Meade McClanahan (1894?–1959) was an industrial engineer and businessman who was elected to the Los Angeles City Council in 1945 but was ousted by voters in 1946 based upon his support for controversial preacher and political organizer Gerald L.K. Smith.

A native of Ohio, McClanahan was married to Beulah McClanahan on January 1, 1914, in Chillicothe, Ohio, and moved to Southern California around 1930, where, as an industrial engineer, he operated a foundry at 1423 Riverside Drive. The two separated in October 1954 and were divorced in January 1955 after Beulah McClanahan testified her husband used a "judo cut" on the back of her neck after watching wrestling on television.
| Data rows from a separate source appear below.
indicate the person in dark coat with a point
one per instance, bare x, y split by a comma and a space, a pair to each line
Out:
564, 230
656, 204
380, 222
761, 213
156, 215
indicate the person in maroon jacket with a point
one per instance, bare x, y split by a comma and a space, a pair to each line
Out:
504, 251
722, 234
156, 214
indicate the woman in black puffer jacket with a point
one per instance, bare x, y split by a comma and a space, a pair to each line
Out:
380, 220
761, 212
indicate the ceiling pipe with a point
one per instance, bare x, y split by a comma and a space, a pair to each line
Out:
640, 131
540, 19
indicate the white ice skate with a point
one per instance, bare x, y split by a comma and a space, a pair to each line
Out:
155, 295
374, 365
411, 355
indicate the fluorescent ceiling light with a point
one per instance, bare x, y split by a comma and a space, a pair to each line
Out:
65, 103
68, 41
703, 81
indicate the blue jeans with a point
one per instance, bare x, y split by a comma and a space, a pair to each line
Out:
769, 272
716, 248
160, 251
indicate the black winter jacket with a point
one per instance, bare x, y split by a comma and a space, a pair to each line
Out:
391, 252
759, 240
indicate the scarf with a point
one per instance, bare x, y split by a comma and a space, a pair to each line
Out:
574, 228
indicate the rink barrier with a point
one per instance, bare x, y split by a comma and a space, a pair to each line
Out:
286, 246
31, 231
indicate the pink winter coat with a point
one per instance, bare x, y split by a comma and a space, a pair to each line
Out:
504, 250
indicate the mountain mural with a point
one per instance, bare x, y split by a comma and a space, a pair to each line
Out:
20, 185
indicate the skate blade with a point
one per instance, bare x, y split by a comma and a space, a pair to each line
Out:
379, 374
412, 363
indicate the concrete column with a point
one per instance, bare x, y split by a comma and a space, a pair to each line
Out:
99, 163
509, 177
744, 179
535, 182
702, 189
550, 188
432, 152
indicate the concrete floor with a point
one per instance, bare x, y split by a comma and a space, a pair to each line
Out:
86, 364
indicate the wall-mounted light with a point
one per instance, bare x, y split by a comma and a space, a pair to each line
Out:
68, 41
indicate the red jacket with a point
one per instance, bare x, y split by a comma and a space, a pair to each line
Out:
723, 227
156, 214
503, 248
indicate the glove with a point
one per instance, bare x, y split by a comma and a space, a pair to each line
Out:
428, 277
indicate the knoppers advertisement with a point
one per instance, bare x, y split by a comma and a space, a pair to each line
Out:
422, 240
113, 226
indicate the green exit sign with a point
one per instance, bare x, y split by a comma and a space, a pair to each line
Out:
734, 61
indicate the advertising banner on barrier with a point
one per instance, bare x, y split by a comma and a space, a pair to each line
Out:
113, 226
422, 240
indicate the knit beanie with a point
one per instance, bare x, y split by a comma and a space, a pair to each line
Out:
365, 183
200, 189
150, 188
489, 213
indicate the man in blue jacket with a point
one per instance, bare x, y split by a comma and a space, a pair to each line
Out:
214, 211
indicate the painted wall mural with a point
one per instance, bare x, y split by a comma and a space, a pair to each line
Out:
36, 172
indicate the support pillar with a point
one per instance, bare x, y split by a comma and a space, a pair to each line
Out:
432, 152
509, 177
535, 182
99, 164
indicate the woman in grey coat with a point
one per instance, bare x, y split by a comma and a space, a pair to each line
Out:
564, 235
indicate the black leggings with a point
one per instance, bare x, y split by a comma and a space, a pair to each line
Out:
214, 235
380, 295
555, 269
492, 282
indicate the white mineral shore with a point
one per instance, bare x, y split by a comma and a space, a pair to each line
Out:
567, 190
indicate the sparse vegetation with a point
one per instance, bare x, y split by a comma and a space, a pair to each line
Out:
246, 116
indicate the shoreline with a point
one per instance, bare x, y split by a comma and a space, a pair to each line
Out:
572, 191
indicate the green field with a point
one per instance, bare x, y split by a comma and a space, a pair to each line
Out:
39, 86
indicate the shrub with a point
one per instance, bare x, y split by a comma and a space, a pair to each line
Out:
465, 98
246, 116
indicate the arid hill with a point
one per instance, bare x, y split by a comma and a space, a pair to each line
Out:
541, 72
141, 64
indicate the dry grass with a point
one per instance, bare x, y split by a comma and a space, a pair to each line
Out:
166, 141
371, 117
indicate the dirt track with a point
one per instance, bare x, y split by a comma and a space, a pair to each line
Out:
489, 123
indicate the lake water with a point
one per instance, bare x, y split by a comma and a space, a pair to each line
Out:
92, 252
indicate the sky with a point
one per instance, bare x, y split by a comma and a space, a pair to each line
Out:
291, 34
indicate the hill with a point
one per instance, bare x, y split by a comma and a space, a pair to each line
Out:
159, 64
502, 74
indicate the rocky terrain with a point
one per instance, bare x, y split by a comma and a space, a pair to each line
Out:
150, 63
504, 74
Mrs. McClanahan got the family home at 2325 Riverside Terrace at Riverside Drive, and her husband kept his business, the Ace Tank and Boiler Company of Maywood, California, which he operated with a son, Bernard.

He died at the age of 65 on October 5, 1959 of amyotrophic lateral sclerosis (Lou Gehrig's disease) after a long illness, in Glendale, leaving a wife, Alice Moore, an attorney; two sons, Bernard E. McClanahan of Whittier and Thomas Meade McClanahan of Los Angeles; and a daughter, Beverly N. Cabral of Los Angeles. Burial was at Forest Lawn Memorial Park, Glendale.

McClanahan ran for the Los Angeles School Board in 1939. At that time he was sponsoring a radio program, "Los Angeles Speaks," which opposed the political activities of political figure Clifford E. Clinton.

In February 1939, McClanahan was president of the Riverside Drive District Business Men's Association. In that year he was sued, along with two others, by Clifford E. Clinton on a charge of criminal libel for having sponsored a radio program that attacked Clinton and for helping to publish a booklet that referred to Clinton as "Der Los Angeles Fuehrer." He and the other defendants were acquitted in a jury trial. Clinton also filed a civil suit for defamation; it was dismissed in 1945 because Clinton did not proceed with the action.